# MYO liver treats



## tikaboo (Aug 9, 2008)

Make your own Liver Treats,

I made these for Tika and she loves them. They are great for training.







You can make a large batch and freeze the rest. I keep a hand full in a bag in the fridge and replace my supply from the freezer as I run out, this way they stay fresh and dont go bad. You know exactly what goes into these so you can eliminate anything your dog may be sensitive to. Feel free to change or add anything you may feel your dog would like better. Some on the forum have been talking about parsley for tear staining, here would be the perfect opportunity to add parsley. They dont get hard like dog biscuits the stay semi soft.
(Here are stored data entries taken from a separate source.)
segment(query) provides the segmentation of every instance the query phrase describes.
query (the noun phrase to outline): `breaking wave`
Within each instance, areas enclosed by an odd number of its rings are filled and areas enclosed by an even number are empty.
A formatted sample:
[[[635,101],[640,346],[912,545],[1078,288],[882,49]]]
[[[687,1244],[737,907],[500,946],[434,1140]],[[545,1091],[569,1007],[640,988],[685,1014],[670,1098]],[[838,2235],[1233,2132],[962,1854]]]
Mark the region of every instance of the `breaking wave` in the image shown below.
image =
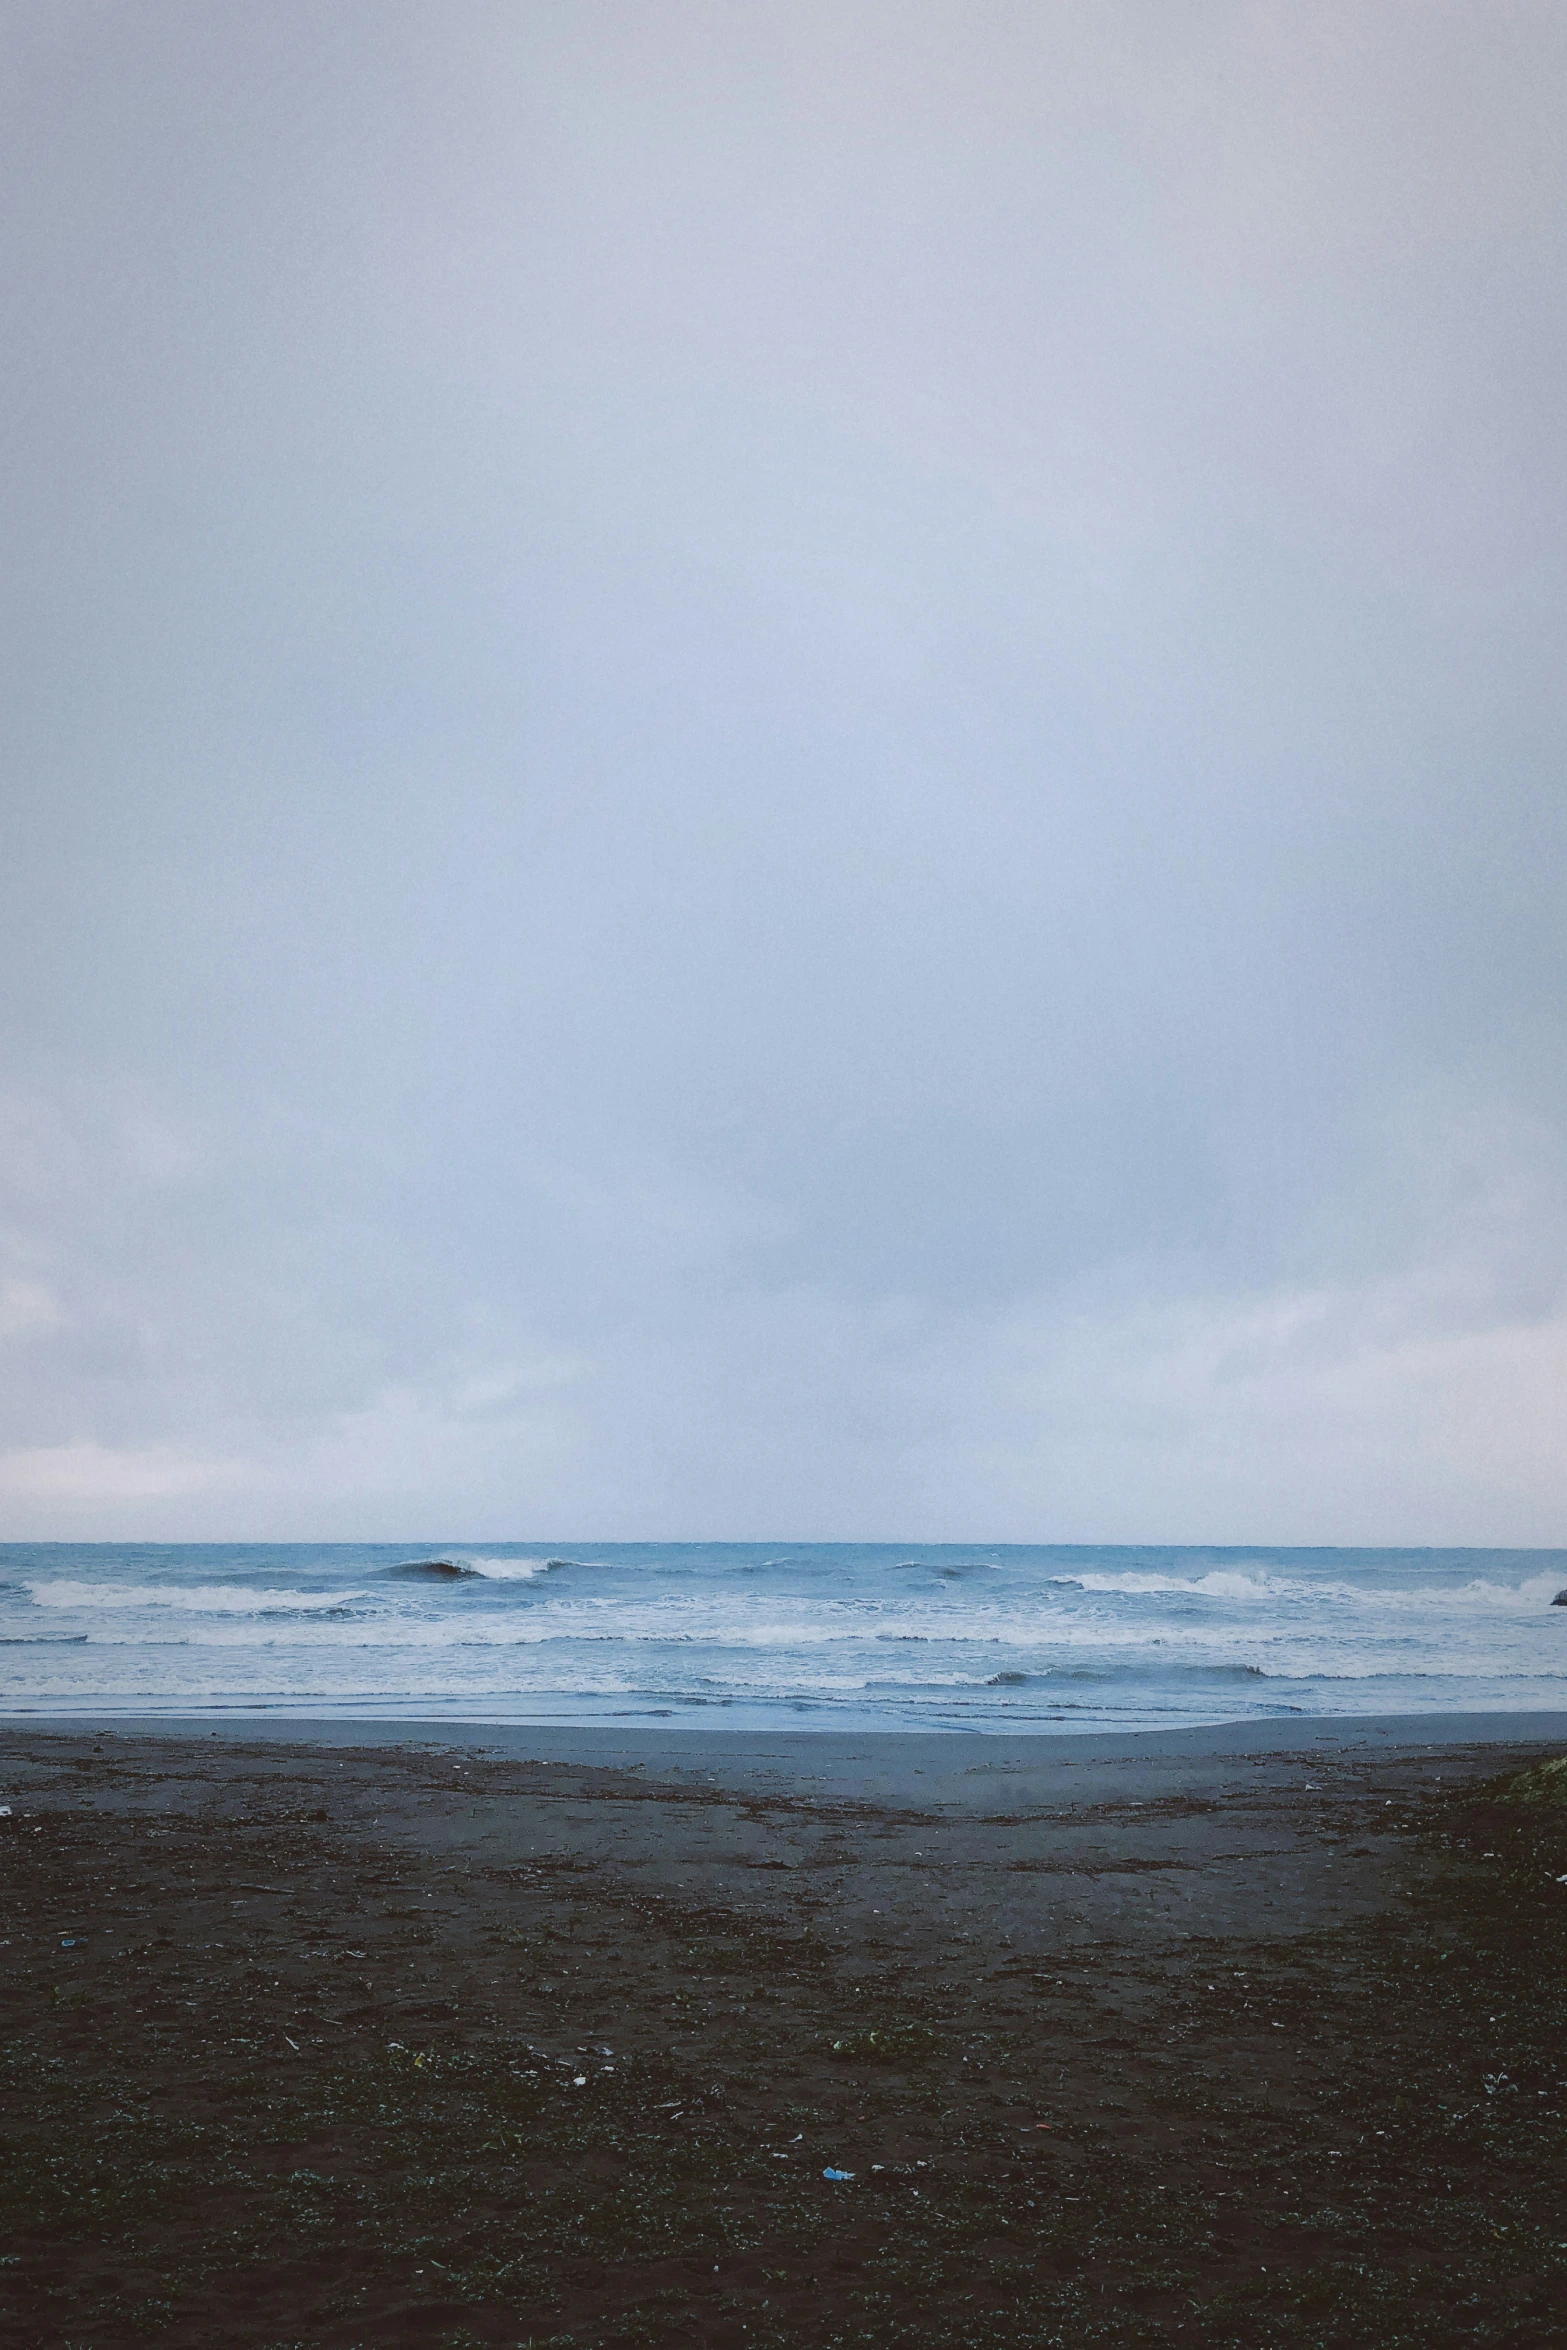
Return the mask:
[[[577,1559],[497,1559],[472,1558],[467,1562],[470,1573],[486,1583],[532,1583],[540,1575],[552,1575],[558,1567],[580,1565]]]
[[[400,1580],[427,1583],[531,1583],[575,1559],[451,1558],[403,1559],[386,1572]]]
[[[1468,1583],[1410,1589],[1396,1584],[1347,1583],[1326,1577],[1308,1579],[1269,1574],[1265,1569],[1248,1573],[1241,1567],[1218,1567],[1203,1575],[1158,1574],[1128,1568],[1122,1574],[1053,1575],[1050,1581],[1058,1591],[1102,1591],[1128,1598],[1216,1599],[1240,1606],[1281,1601],[1321,1605],[1338,1601],[1362,1607],[1417,1607],[1427,1611],[1445,1607],[1505,1608],[1528,1610],[1532,1614],[1549,1603],[1561,1578],[1559,1574],[1531,1575],[1517,1583],[1496,1583],[1476,1576]]]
- 1 pound of chicken livers- boil these for about 5-8 min. in just enough water/chicken broth to cover. 
-1 tall Jar of baby food carrots or 2 large carrots, sliced then steam until soft enough to puree.
-1 tall Jar of baby food Peas or steam 1 1/2 cups of peas until soft enough to puree.
-Oat or wheat bran
-Dry Rice cereal flakes- (Baby food) you can substitute with any dry baby cereal

salt and onion powder
egg- optional

Preheat oven to 350
Boil chicken livers for about 5-8 min, on stove, in just enough water/chicken broth to cover. Keep the water, use stick blender or food processor to puree livers to a liquid. Add pureed carrots, peas, salt and onion powder to liver puree. Add rice cereal and bran until you get a cookie dough consistency. Drop teaspoon size amount onto a greased cookie sheet, flatten with fork and bake for 8-12 min. I used parchment paper instead of grease on the cookie sheet and used a thinner paste consistency so I could fill a cookie shooter and made small stars.


----------



## Scooter's Family (May 23, 2008)

That sounds like a good idea but I don't know if I could handle the chicken livers!uke: DH teases me because I get grossed out by food so easily. Raw food that is, cooked stuff I have no problem with! LOL I may see if he'll make them and then we won't have to buy treats all the time.


----------